I'm tired of waiting to edit my pieces before I publish them as blog entries.

And even when I do wait after typing a draft and editing it and making it public, I still come back and edit the piece, or make it private again 'til later.

I don't feel like going to all that trouble.

So I may have an upcoming untitled series, "on the fly," or "thought blurts."

Just stuff I want to get out in the universe somewhere.

(Universe somewhere. Probably a "cloud." The cyber-storage type.)

And of course, I may talk myself right out of making my 'thought blurts' public online. I may only publicize them to trees and critters...and other woods-life.






March 22, 2016

Switch on. Switch off. Rearrange. Epigenetics.

Oh my gosh!!

I'm posting this entry on the fly. I just have to let it out somewhere. It may not seem like a big deal, but it is for me.

It's about a video I just watched. I can't figure out how to embed the video, but here is the link: NOVA - Epigentics.

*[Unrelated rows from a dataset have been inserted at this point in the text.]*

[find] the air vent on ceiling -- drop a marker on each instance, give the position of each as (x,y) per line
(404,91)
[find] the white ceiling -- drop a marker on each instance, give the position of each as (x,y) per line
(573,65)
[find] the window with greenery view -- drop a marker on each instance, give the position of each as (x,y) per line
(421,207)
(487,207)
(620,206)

The past few days I've been reading up on lunasin, a polypeptide originally discovered in soy, which led me to read up on "epigenetics," a word which I've come across in my other reading and in some discussion. But I've never really read up on epigenetics, until now.

As I watched and listened to the video, I heard the same language that I have used...unknowingly for me. (But perhaps I've heard the words "switch on" and "switch off" used in this context, without consciously recalling it.)

I've said that I think the drug terbinafine (perhaps along with other life stressors at the onset of my current illness) "switched something on or off" in my cells that caused them to morph. And I recently stated I want to help my immune system "rearrange the chaos" that was produced as a result of the morphing.

In the video, the words "switch on" and "switch off" and "rearrange" are used.

And that really excites me!

I guess I'm easily entertained. :D

The video is from 2007, so I'm sure much more is known now. I won't have time to read more this morning, so I'll just ride on this excitement for today...literally, while I'm cycling. The sun is out again and temperatures should be in the 60s! Yay!





March 12, 2016

Game changers: Rearranging the chaos

What to write?
Do I click "publish" after writing, and read it later and edit and then repeat?
Or do I click "save" in draft, and read it later and edit and then repeat and then talk myself out of clicking "publish?"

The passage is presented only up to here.